As the center of artistic interest, Paris attracted many foreign painters in the early 20th century, and within a few years of each other three Jewish émigrés, Chaim Soutine, Marc Chagall, and Amedeo Modigliani, had all arrived in the city. Though they became friends and gained inspiration from the recent innovations in art, they were each highly original artists and their paintings stand alone, defying categorization and imitation.
The three painters that we look at here were all born outside France, and they remained outsiders to the Parisian art scene for more than merely cultural reasons (Soutine and Chagall were both Russian, and Modigliani was Italian). These painters shared the isolation of being ``other'', never truly belonging to any group or adhering to a single manifesto.
Chaim Soutine, a passionate Expressionist
Chaim Soutine (1894-1943) came to Paris in 1913. He was the only painter in the city who was in the least like Georges Rouault, and as a Parisian Expressionist, he belonged to the ``School of Paris''. Soutine's style of applying thickly encrusted paint was quite different from Rouault's, but his wild, chaotic spirit, sorrowful and vehement, is like that of the Frenchman.

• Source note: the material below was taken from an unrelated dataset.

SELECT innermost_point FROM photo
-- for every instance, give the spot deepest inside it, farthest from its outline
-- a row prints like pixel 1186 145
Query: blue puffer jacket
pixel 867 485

Just as Rouault, despite his Fauvist connections, is seen as inherently Expressionist, so Soutine was a natural, though singular, Expressionist.
Soutine's religion was the earth. He painted the sacredness of the country with a passion that makes his art hard to read. Landscape at Ceret (c. 1920-21; 56 x 84 cm (22 x 33 in)) is so dense that it could be abstract, and it does take enormous liberties with the earthly facets, but when we do ``read'' it, hill and tree and road take on a new significance for us.